As to SOX certification issues, as noted in this  prior post, in 2011 the SEC charged Paul Jennings, the former CEO and CFO of Innospec. Jennings was charged in connection with the payments, but also charged with violating Exchange Act Rule 13b2-2 by making false statements to accountants and violating Exchange Act Rule 13a-14 by signing false personal certifications required by SOX that were attached to annual and quarterly Innospec public filings. As to these charges, the SEC alleged as follows. “From 2004 to February 2009, Jennings signed annual certifications that were provided to auditors where he falsely stated that he complied with Innospec’s Code of Ethics incorporating the company’s Foreign Corrupt Practices Act policy, and that he was unaware of any violations of the Code of Ethics by anyone else. […] Jennings also signed annual and quarterly personal certifications pursuant to SOX in which Jennings made false certifications concerning the company’s books and records and internal controls. Jennings also signed false management certifications to Innospec’s auditors indicating that the books and records were accurate and that Innospec had appropriate internal controls.” Then SEC FCPA Unit Chief, Cheryl Scarboro stated as follows: “we will vigorously hold accountable those who approve such bribery and who sign false SOX certifications and other documents to cover up the wrongdoing.”
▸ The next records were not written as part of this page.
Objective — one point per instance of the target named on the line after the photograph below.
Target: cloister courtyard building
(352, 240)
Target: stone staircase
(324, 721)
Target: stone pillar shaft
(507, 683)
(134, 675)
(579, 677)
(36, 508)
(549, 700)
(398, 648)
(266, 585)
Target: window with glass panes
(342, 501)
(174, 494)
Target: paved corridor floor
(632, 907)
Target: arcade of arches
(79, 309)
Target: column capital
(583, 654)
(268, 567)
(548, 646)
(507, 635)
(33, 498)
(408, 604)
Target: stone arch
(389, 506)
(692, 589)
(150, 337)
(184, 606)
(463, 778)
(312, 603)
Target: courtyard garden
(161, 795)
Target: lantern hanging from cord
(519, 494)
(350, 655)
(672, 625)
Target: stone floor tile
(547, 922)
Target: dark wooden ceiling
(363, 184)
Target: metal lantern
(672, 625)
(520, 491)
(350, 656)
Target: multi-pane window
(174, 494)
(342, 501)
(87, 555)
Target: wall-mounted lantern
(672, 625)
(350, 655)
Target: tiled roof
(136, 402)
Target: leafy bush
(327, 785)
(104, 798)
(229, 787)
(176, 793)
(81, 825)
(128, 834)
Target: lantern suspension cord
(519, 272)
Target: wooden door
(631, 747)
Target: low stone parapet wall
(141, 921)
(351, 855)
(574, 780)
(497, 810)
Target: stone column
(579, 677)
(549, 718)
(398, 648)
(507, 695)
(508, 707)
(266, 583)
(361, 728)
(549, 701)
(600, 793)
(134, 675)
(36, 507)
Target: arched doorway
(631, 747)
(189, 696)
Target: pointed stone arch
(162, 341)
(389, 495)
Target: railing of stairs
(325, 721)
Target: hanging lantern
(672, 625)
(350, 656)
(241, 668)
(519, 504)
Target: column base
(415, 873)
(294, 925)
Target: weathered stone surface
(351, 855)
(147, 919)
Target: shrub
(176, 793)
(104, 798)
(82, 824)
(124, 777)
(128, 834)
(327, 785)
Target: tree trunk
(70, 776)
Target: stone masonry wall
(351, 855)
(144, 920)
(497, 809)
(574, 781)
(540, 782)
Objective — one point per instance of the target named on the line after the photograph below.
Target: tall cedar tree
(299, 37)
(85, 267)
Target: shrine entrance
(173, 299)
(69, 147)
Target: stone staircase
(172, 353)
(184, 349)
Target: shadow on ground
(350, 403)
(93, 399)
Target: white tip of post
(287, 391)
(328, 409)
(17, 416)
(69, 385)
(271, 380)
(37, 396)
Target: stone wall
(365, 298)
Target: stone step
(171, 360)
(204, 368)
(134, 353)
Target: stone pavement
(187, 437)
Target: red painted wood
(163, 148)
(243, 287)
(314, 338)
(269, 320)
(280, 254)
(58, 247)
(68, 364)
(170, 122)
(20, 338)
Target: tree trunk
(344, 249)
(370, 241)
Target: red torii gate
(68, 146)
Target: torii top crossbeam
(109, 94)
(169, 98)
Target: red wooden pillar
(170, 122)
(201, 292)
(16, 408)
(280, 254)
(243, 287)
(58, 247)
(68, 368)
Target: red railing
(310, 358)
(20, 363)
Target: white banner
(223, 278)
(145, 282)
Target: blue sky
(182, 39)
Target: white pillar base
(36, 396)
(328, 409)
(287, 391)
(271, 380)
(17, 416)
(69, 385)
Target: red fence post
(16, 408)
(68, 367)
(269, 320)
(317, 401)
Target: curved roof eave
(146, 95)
Also perhaps relevant is the 2009 SEC FCPA enforcement action against Nature’s Sunshine Products (“NSP”) including its executives Douglas Faggioli (President and Chief Executive Officer of NSP and a member of its board of directors during the relevant time period) and Craig Huff (the company’s CFO). The SEC complaint did not allege that these executives knew of or participated in the improper payments at issue, but the SEC nevertheless charged the executives on a control person theory of liability. The complaint charged that Faggioli and Huff, as “control persons” of NSP, violated the FCPA’s books and records and internal control provisions and generally alleged that both Faggioli and Huff had “supervisory responsibilities” over NSP’s senior management and policies, yet as “control persons,” “failed to make and keep books, records, and accounts, which in reasonable detail, accurately and fairly reflected the transactions of NSP” and failed to devise and maintain an adequate system of internal accounting controls.
Not only will the DOJ and SEC likely be examining the conduct of Wal-Mart executives, but so too will plaintiff law firms representing shareholders who will likely scour Wal-Mart’s SEC filings and other statements to the market in bringing derivative claims alleging breach of fiduciary duty and potential Section 10(b) claims based on material omissions concerning Wal-Mart Mexico. On this score, shareholders are likely to allege, among other things, that Wal-Mart’s officers and directors demonstrated conscious disregard for fiduciary duties by failing to act diligently in the face of known facts suggesting a duty to act.
Whether remarkable or unremarkable, the information revealed in the Times article is likely to be a long and costly exercise for Wal-Mart and certain of its executives. Wal-Mart’s statement over the weekend indicated that it already is conducting a world-wide review of its operations and such “where else” investigations frequently uncover additional problematic conduct. Among other things, the enforcement agencies are likely to take a keen interest in how Wal-Mart obtained foreign licenses or permits in other FCPA high-risk jurisdictions around the world. This world-wide review will take time and for this reason FCPA scrutiny of the type that Wal-Mart is currently under is likely to last 2-4 years.